# Measurement Errors in Linear Regression¶

## Lets use simulated data here.¶

First we will model the distance of 100 supernovae (for a particular cosmology) as a function of redshift.

We rely on that astroML has a common API with scikit-learn, extending the functionality of the latter.

%matplotlib inline

import numpy as np
from matplotlib import pyplot as plt

from astropy.cosmology import LambdaCDM
from astroML.datasets import generate_mu_z

z_sample, mu_sample, dmu = generate_mu_z(100, random_state=0)
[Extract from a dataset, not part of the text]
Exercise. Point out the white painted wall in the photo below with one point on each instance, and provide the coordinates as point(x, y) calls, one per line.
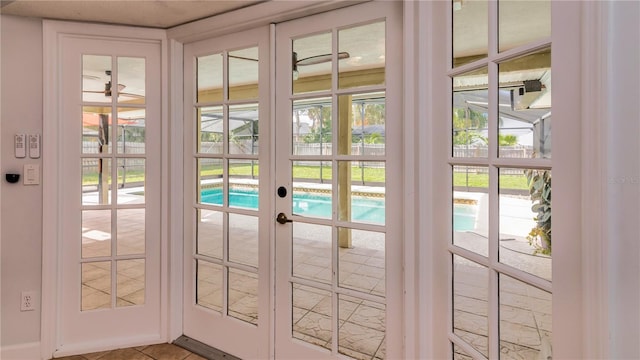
point(21, 237)
point(624, 179)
cosmo = LambdaCDM(H0=70, Om0=0.30, Ode0=0.70, Tcmb0=0)
z = np.linspace(0.01, 2, 1000)
mu_true = cosmo.distmod(z)

plt.errorbar(z_sample, mu_sample, dmu, fmt='.')


## Simple linear regression¶

Regression defined as the relation between a dependent variable, $$y$$, and a set of independent variables, $$x$$, that describes the expectation value of y given x: $$E[y|x]$$

We will start with the most familiar linear regression, a straight-line fit to data. A straight-line fit is a model of the form $$$y = ax + b$$$$where$$a$$is commonly known as the *slope*, and$$b$ is commonly known as the intercept.

We can use Scikit-Learn’s LinearRegression estimator to fit this data and construct the best-fit line:

from sklearn.linear_model import LinearRegression as LinearRegression_sk

linear_sk = LinearRegression_sk()
linear_sk.fit(z_sample[:,None], mu_sample)

mu_fit_sk = linear_sk.predict(z[:, None])

#------------------------------------------------------------
# Plot the results
fig = plt.figure(figsize=(8, 6))

ax = fig.add_subplot(111)

ax.plot(z, mu_fit_sk, '-k')
ax.plot(z, mu_true, '--', c='gray')
ax.errorbar(z_sample, mu_sample, dmu, fmt='.k', ecolor='gray', lw=1)

ax.set_xlim(0.01, 1.8)
ax.set_ylim(36.01, 48)

ax.set_ylabel(r'$\mu$')
ax.set_xlabel(r'$z$')

plt.show()


## Measurement errors¶

Modifications to LinearRegression in astroML take measurement errors into account on the dependent variable.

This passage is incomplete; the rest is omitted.